This is the implementation of the Hive data handler for MindsDB.

Apache Hive is a data warehouse software project built on top of Apache Hadoop for providing data query and analysis. Hive gives an SQL-like interface to query data stored in various databases and file systems that integrate with Hadoop.

Prerequisites

Before proceeding, ensure the following prerequisites are met:

  1. Install MindsDB locally via Docker or use MindsDB Cloud.
  2. To connect Apache Hive to MindsDB, install the required dependencies following this instruction.
  3. Install or ensure access to Apache Hive.

Implementation

This handler is implemented using the pyHive, a Python library that allows you to use Python code to run SQL commands on Hive.

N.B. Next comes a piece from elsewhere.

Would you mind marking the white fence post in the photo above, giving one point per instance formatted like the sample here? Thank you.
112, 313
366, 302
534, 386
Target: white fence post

The required arguments to establish a connection are as follows:

  • user is the username associated with the database.
  • password is the password to authenticate your access.
  • host is the server IP address or hostname.
  • port is the port through which TCP/IP connection is to be made.
  • database is the database name to be connected.
  • auth defaults to CUSTOM if not provided. Check for other options in here.

Usage

In order to make use of this handler and connect to the Hive database in MindsDB, the following syntax can be used:

CREATE DATABASE hive_datasource
WITH
  engine = 'hive',
  parameters = {
    "user": "demo_user",
    "password": "demo_password",
    "host": "127.0.0.1",
    "port": "10000",
    "database": "default"
  };

You can use this established connection to query your table as follows:

SELECT *
FROM hive_datasource.table_name;

To install pyHive, the following Linux packages are required:

  • libsasl2-dev
  • sasl2-bin
  • libsasl2-2
  • libsasl2-dev
  • libsasl2-modules
  • libsasl2-modules-gssapi-mit